Taki's Magazine
Verbatim Post
Brian Anderson
While interviewing Ron Paul a few days ago, CNN’s chief political analyst Gloria Borger avoided discussing his policies and instead dredged up the already exhausted newsletter scandal.
On multiple occasions, Paul has stated that he: (1) doesn’t know who the author was, (2) takes full responsibility for the newsletters being published under his name, and (3) denounces their content. Yet Gloria wouldn’t let up with her antics.
“Goodbye,” Paul said, then calmly walked away. Although initial news reports gave the impression that Borger’s badgering caused him to stomp out of the interview, this wasn’t the case.
Sean Hannity and other right-leaning pundits have asked Paul equally stupid questions over the years, so it isn’t only left-wing news outlets.
One of Paul’s most popular stances is his strong rejection of the War on Drugs, which had been a non-issue until he came into the mix. Substance prohibition in American history has frequently been entwined with anti-minority ideology. In the early 1900s, marijuana was denounced as a drug that polluted the white race and turned Mexicans into murderous lunatics. The same thing was carried out against Chinese immigrants and blacks through anti-opium and anti-cocaine legislation, respectively.
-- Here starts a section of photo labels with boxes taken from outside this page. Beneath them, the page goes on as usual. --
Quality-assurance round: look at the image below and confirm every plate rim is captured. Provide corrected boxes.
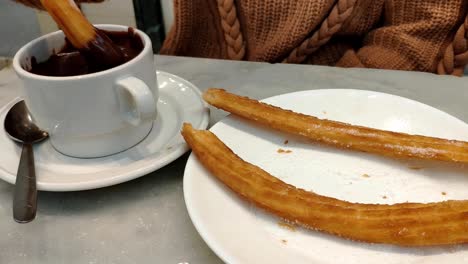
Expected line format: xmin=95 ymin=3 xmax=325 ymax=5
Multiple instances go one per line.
xmin=0 ymin=70 xmax=210 ymax=192
xmin=183 ymin=88 xmax=468 ymax=263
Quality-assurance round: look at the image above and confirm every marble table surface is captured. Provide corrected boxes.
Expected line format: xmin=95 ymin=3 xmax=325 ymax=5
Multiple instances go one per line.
xmin=0 ymin=56 xmax=468 ymax=264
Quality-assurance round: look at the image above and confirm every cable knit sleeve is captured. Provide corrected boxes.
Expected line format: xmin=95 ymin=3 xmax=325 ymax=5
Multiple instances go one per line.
xmin=337 ymin=0 xmax=467 ymax=72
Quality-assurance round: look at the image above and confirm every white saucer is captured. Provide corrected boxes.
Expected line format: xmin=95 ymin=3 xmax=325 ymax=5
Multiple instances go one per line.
xmin=184 ymin=89 xmax=468 ymax=264
xmin=0 ymin=71 xmax=209 ymax=191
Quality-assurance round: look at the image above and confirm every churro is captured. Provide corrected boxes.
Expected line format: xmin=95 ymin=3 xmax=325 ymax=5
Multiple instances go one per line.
xmin=182 ymin=124 xmax=468 ymax=246
xmin=203 ymin=88 xmax=468 ymax=163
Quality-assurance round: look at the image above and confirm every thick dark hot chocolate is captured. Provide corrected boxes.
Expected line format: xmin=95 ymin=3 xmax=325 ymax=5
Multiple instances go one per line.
xmin=27 ymin=28 xmax=143 ymax=76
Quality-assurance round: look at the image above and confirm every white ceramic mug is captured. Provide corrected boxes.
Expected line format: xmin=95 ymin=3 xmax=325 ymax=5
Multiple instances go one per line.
xmin=13 ymin=25 xmax=158 ymax=158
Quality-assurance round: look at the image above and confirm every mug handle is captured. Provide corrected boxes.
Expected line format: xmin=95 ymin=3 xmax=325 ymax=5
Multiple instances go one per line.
xmin=115 ymin=76 xmax=156 ymax=126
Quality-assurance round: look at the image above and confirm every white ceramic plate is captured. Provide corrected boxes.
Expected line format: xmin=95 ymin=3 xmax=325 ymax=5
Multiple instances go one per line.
xmin=184 ymin=89 xmax=468 ymax=264
xmin=0 ymin=72 xmax=209 ymax=191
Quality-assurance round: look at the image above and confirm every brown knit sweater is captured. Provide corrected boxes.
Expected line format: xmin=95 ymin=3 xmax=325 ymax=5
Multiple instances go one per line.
xmin=161 ymin=0 xmax=468 ymax=75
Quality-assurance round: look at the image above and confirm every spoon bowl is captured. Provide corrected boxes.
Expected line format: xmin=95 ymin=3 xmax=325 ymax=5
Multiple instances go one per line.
xmin=4 ymin=101 xmax=49 ymax=223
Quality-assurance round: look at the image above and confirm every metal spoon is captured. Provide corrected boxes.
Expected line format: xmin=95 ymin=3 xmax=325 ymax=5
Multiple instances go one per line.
xmin=4 ymin=101 xmax=49 ymax=223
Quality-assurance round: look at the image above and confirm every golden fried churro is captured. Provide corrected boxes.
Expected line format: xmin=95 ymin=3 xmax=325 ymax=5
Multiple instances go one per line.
xmin=182 ymin=124 xmax=468 ymax=246
xmin=203 ymin=88 xmax=468 ymax=163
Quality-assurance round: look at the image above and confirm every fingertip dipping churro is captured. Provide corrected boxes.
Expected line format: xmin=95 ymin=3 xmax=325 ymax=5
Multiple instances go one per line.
xmin=203 ymin=88 xmax=468 ymax=163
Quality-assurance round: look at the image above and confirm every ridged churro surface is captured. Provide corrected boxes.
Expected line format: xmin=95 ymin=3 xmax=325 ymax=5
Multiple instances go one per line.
xmin=203 ymin=88 xmax=468 ymax=163
xmin=182 ymin=124 xmax=468 ymax=246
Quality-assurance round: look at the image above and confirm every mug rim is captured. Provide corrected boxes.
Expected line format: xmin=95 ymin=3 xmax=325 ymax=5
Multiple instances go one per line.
xmin=13 ymin=24 xmax=152 ymax=81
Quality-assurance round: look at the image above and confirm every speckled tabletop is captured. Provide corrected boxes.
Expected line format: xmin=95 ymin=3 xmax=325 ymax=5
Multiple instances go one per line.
xmin=0 ymin=56 xmax=468 ymax=264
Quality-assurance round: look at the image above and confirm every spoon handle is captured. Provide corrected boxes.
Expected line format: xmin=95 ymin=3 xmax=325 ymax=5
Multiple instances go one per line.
xmin=13 ymin=144 xmax=37 ymax=223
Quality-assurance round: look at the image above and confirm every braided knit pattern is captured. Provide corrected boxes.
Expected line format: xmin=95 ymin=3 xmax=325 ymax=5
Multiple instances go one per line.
xmin=218 ymin=0 xmax=245 ymax=60
xmin=283 ymin=0 xmax=357 ymax=63
xmin=437 ymin=15 xmax=468 ymax=76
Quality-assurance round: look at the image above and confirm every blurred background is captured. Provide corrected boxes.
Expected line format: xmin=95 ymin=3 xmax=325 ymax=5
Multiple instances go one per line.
xmin=0 ymin=0 xmax=173 ymax=59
Anti-drug laws still disproportionately affect minorities. A 2009 Human Rights Watch study concluded that “an estimated 67 percent of convicted felony drug defendants are sentenced to jail or prison.” Relative to population, “blacks are 10.1 times more likely than whites to be sent to prison for drug offenses.”
The Root, a black-oriented website, referred to ending drug prohibition as the “most meaningfully pro-black policy today.” The NAACP accepts this thesis and passed a resolution earlier this year to end the War on Drugs.
Nelson Linder, president of the Austin NAACP, speaks favorably of Ron Paul’s campaign, especially his foreign-policy stance. Which other candidate expresses stricter antiwar sentiments than Ron Paul? The Texan congressman has consistently opposed US imperialism from the beginning of his career—there’s a book detailing these speeches. He even went where few politicians would in supporting WikiLeaks.
If he was racist, why would he continue to speak out against the outrageous number of civilian deaths resulting from these wars in the Middle East? And why is he one of the only candidates who sternly opposes the TSA’s racial profiling here at home?
Capital punishment disproportionately affects blacks. After the practice was reinstated in 1976—it had been suspended for four years due to the Furman v. Georgia ruling—University of Iowa law professor David C. Baldus published a study on the pre-suspension environment. He discovered in examining over 2,000 homicide cases in Georgia that capital punishment was more often applied to black defendants, especially when the victim was white.
The ACLU concurs. “If you’re rich, you get away with it. If you’re poor and you’re from the inner city, you’re more likely to be prosecuted and convicted,” Paul has stated. Ron Paul disagrees with capital punishment for that very reason.
The current president has extended these policies, as well as the Middle East wars, without much protest from the standard news outlets. He overrides state laws to enforce the harmful drug war. And he set a record on the border front, deporting nearly 400,000 illegal immigrants in the last fiscal year.
Nowhere on Ron Paul’s campaign website does the word “deport” exist. In fact, one of his immigration reforms includes streamlining the entry process for foreigners.
Assuming Paul gets the GOP nod, we’ll be left with a choice between the candidate who takes $500 from a racist and uses it to stop the wars or the one who takes millions from big banks and uses it to escalate them.
Obama apologists can feel free to hold up that race card when the debates get tougher, but libertarians can hold it up longer.